You can find more information on five points mentioned during Jovan Kurbalija's keynote address at the Glion’s human rights dialogue.
1. Bottom-up AI
Bottom-up AI challenges the dominant view that powerful AI platforms can be developed only by using big data, as is the case with ChatGPT, Bard, and other large language models (LLMs). Bottom-up AI is technically possible and ethically desirable. For more details on technical, ethical, and practical aspects of bottom-up AI, you can consult the blog text: To foster human freedom and prosperity, Artificial Intelligence must be developed bottom-up!
2. Rights to be imperfect
Right to be imperfect is essential for preserving our core humanity in the race with digital technology. You can read more on right to be imperfect.
3. SDGs as guardrails for AI developments
The global community is searching for guardrails for AI governance and development. You can read why 17 sustainable development goals (SDGs) are obvious and available solutions for AI guardrails.

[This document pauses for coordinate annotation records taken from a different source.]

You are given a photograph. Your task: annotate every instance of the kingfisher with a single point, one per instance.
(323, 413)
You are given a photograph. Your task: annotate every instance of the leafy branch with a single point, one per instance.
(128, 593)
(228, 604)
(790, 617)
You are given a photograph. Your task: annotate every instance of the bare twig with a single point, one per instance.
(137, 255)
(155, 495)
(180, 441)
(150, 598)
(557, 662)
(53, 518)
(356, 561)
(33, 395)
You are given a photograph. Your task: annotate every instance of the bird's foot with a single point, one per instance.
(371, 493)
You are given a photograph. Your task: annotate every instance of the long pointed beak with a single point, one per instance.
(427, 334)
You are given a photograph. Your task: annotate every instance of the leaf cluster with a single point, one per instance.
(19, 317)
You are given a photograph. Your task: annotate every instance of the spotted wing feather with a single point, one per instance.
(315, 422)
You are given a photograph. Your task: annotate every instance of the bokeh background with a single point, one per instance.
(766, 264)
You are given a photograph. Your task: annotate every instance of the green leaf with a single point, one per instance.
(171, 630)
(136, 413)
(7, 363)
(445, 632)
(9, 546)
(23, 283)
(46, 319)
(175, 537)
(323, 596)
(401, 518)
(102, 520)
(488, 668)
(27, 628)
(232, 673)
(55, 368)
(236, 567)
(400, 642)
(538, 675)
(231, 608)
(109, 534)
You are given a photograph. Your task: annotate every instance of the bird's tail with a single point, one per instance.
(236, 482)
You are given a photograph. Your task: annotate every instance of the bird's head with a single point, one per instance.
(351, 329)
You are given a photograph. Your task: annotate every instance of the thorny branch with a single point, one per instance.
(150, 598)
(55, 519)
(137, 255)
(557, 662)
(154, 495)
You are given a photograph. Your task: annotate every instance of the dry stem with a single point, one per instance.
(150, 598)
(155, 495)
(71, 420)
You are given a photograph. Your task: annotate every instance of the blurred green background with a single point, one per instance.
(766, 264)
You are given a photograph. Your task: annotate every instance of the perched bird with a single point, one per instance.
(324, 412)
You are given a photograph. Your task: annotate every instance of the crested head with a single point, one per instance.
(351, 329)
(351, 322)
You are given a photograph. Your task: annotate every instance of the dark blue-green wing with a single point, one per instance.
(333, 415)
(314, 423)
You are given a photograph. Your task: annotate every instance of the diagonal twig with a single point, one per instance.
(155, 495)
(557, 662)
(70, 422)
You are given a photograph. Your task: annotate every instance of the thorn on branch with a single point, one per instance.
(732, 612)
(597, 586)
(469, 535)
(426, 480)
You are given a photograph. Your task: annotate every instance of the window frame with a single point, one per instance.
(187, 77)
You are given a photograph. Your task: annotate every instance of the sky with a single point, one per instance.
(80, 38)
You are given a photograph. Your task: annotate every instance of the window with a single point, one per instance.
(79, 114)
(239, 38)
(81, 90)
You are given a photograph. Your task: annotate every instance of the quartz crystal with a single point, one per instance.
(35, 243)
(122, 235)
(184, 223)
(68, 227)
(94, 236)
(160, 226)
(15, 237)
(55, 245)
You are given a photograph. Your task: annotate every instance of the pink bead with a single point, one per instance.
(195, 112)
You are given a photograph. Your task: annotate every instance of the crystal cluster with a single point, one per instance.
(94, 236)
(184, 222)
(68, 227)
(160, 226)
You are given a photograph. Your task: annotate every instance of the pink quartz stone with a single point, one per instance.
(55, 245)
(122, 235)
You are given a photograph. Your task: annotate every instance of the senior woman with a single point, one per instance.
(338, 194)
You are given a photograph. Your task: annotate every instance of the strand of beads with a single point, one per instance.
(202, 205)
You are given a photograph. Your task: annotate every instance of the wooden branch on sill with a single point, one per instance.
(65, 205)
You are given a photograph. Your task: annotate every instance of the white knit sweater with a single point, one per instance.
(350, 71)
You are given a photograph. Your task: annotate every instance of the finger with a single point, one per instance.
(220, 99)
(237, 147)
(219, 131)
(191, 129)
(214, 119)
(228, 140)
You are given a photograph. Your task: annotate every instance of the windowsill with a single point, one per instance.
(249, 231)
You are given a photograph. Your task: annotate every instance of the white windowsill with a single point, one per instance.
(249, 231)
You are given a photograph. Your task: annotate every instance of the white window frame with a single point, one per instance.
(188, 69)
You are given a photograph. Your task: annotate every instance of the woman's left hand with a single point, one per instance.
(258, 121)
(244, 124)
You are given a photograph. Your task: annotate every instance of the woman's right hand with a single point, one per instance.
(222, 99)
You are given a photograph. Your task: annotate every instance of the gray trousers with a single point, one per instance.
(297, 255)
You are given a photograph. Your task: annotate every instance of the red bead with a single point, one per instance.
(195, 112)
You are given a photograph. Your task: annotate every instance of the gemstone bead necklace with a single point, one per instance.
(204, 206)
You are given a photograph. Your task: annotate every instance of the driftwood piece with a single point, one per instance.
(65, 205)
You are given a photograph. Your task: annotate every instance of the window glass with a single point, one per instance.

4. Global Digital Compact and human rights
The UN Secretary General's Policy Brief 5 on Global Digital Compact has a high focus on human rights, especially in the sections on AI and data. You can find an analysis of the GDC's coverage around 'nothing new under the sun' (traditional language in this field) and new approaches/proposals.
Human rights are directly referenced in 3 out of 8 objectives with the ‘nothing new under the sun’ narrative:
- Objective C: Upholding Human Rights
- Objective F: Data protection and empowerment
- Objective G: Agile governance of AI and other emerging technologies
However, there are a few ‘new’ highlights and aspects of digital and human rights:
- The idea of a digital human rights advisory mechanism, to be facilitated by the Office of the UN High Commissioner for Human Rights and 'provide practical guidance on human rights and technology issues'. (Read more)
- An invite for countries to 'consider the adoption of a declaration on data rights' and to 'consider the call [...] to seek convergence on principles for data governance through a Global Data Compact'. (Read more)
- A suggestion to 'combine international guidance and norms, national regulatory frameworks and tech standards into a framework for agile governance of AI'. (Read more)
- The idea of establishing a high-level advisory body for AI to 'offer perspectives on how ethical, safety and other regulatory standards could be aligned, interoperable, and compliant with universal human rights and the rule of law'. (Read more)
5. Can AI create more convergences around human rights?
In the current geopolitical tensions, there is a lack of visibility of convergences in the regulation of data and AI among the main centres of digital governance: USA, EU, and China. For example, the EU’s GDPR and China’s PIPL data regulations are very similar. There are also many common points among the three key actors in AI governance.